Xi Jinping mentioned at the conference: "China will never seek hegemony, and at the same time opposes any force that invades and splits the motherland's territory. The Chinese people will fight back head-on!" In response to this statement, Taiwan's Premier Su Tseng-chang said: "We never conflict with others, but our determination to defend our homeland must be very firm. We do not want war, but we also do not want to use war to threaten the people of Taiwan." In response to Su Tseng-chang's remarks, Zhu Fenglian, a spokesperson for the Taiwan Affairs Office of the State Council of the mainland, refuted: "Su Tseng-chang is accustomed to confusing right and wrong, deliberately provoking cross-strait confrontation, and intimidating the people of Taiwan. His intentions are sinister." The Central Committee of the Communist Youth League of China issued a statement in response to Su: "Are you worthy?"
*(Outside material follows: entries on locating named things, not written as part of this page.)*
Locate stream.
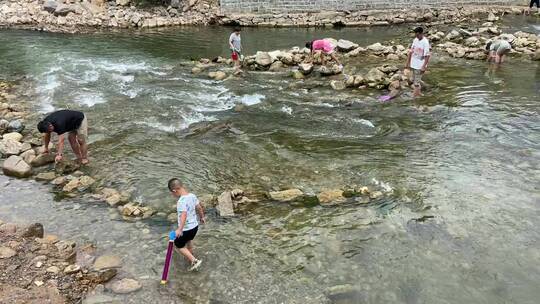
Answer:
[0,18,540,304]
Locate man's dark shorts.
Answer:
[174,226,199,248]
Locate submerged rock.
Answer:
[94,255,122,270]
[21,223,44,238]
[111,278,142,294]
[216,191,234,217]
[268,189,304,202]
[317,189,345,204]
[255,52,274,67]
[2,155,32,178]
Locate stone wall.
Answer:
[220,0,523,13]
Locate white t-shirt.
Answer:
[176,193,199,231]
[229,32,242,52]
[411,37,429,70]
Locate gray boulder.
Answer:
[337,39,358,52]
[216,191,234,217]
[8,119,24,133]
[54,4,76,16]
[2,155,32,178]
[43,0,58,14]
[0,119,9,135]
[298,63,313,75]
[255,52,273,67]
[0,138,22,156]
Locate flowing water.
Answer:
[0,20,540,303]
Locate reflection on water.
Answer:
[0,22,540,303]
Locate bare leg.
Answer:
[186,241,193,255]
[178,247,195,263]
[330,53,341,65]
[68,132,82,160]
[77,136,88,165]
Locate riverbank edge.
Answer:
[0,0,526,33]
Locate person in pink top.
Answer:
[306,39,341,65]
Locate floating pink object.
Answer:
[379,95,392,102]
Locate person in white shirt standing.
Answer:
[405,27,431,97]
[167,178,206,271]
[229,27,242,68]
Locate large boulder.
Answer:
[110,278,142,294]
[319,64,343,76]
[3,132,22,141]
[93,255,122,270]
[216,191,234,217]
[208,71,227,80]
[337,39,358,52]
[2,155,32,178]
[330,78,346,91]
[43,0,58,14]
[268,189,304,202]
[0,138,22,156]
[317,189,345,204]
[365,68,386,83]
[54,4,77,16]
[116,0,131,6]
[367,42,386,53]
[8,119,24,133]
[298,63,313,75]
[30,153,55,167]
[21,223,43,238]
[255,52,273,67]
[0,119,9,135]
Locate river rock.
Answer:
[110,278,142,294]
[94,255,122,270]
[268,189,304,202]
[54,159,81,175]
[45,266,60,274]
[446,30,461,40]
[36,172,56,182]
[366,42,386,53]
[208,71,227,80]
[88,268,118,284]
[291,70,306,80]
[0,119,9,135]
[43,0,58,14]
[255,51,273,67]
[54,3,77,16]
[298,63,313,75]
[30,153,55,167]
[216,191,234,217]
[0,138,22,156]
[8,119,24,133]
[64,264,81,274]
[2,155,32,178]
[317,189,345,204]
[2,132,22,142]
[319,64,343,76]
[330,77,346,91]
[268,61,283,72]
[0,246,17,259]
[337,39,358,52]
[365,68,386,83]
[463,36,480,47]
[532,49,540,61]
[21,223,43,238]
[0,223,17,234]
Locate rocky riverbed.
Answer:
[0,0,524,32]
[0,220,146,304]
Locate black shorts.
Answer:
[174,226,199,248]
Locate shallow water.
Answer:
[0,19,540,303]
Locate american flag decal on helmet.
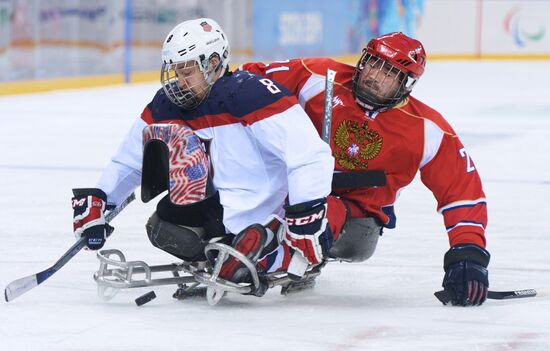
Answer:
[143,124,208,205]
[201,21,212,32]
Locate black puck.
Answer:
[136,291,157,306]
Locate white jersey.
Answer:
[98,72,334,233]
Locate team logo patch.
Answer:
[201,21,212,32]
[333,120,383,171]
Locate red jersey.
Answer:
[242,58,487,247]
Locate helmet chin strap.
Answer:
[204,61,222,85]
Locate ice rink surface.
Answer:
[0,62,550,351]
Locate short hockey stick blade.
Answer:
[487,289,537,300]
[434,289,537,305]
[4,193,136,302]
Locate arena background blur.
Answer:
[0,0,550,95]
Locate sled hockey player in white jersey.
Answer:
[72,18,334,300]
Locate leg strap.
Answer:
[329,218,382,262]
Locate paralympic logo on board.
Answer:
[503,5,546,47]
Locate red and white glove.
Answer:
[72,188,113,250]
[284,198,334,265]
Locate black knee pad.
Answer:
[329,218,382,262]
[145,212,208,262]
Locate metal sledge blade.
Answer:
[206,286,226,306]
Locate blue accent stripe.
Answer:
[446,221,485,231]
[441,201,487,213]
[147,71,294,122]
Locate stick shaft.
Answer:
[4,193,136,302]
[321,69,336,145]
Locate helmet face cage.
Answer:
[160,18,230,110]
[352,50,417,112]
[160,54,221,110]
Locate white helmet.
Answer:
[160,18,230,110]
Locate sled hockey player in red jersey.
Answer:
[73,18,334,300]
[244,33,490,306]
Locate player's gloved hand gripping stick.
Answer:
[4,193,136,302]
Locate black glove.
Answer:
[442,244,491,306]
[284,198,334,265]
[72,188,114,250]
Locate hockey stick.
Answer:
[321,69,336,145]
[4,193,136,302]
[434,289,537,305]
[287,68,336,280]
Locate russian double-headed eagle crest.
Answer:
[333,120,383,171]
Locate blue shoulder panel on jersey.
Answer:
[147,71,293,122]
[147,88,182,122]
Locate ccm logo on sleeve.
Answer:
[286,209,325,225]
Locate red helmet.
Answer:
[352,32,426,112]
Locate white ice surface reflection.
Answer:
[0,62,550,351]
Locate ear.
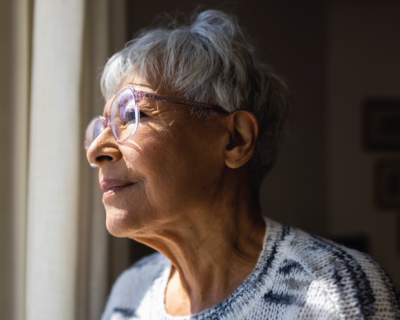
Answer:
[225,110,259,169]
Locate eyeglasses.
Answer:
[84,86,228,151]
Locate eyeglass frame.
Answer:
[84,85,229,151]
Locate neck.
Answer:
[132,180,265,316]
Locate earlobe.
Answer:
[225,110,259,169]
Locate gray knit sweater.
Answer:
[102,219,400,320]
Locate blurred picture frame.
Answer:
[362,98,400,152]
[374,159,400,210]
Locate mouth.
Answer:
[100,179,135,200]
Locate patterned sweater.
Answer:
[102,219,400,320]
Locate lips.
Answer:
[100,179,135,199]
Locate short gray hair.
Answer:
[101,10,291,192]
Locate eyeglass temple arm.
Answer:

U.S. State Department spokesperson Morgan Ortagus tweeted that the outbreak of the Korean War was due to the support of Chinese leader Mao Zedong's support for North Korea's invasion of South Korea, the counterattack of liberal countries, and the CCP sending a large number of troops to participate in the war. South Korean Foreign Minister Kang Kyung-wha also said that she conveyed South Korea's position to China and taking necessary measures. She quoted the UN Security Council resolution, saying that the Korean War was caused by North Korea's invasion of the south, and said that this was an undeniable historical fact that was also well known to the international community. During a national affairs review by the National Defense Committee of the South Korean National Assembly, the South Korean defense minister Suh Wook expressed his disagreement with Xi Jinping's statement, saying that "the Korean War was clearly a war of aggression against the South. It was a war in which (North Korea) invaded the South at the instigation of Stalin and Mao Zedong. The United Nations Army saved our country at a critical moment." This was the first time that a senior South Korean official made a statement regarding what South Korea believed to be China's distortion of historical facts. In response, Chinese Ambassador to South Korea Xing Haiming said that the War to Resist U.S. Aggression and Aid Korea referred to by Xi Jinping "defended international justice and world peace and protected the newly born People's Republic of China." Xing said that China has no intention of fighting a war with anyone and hopes that South Korea will view Xi's remarks from a historical perspective.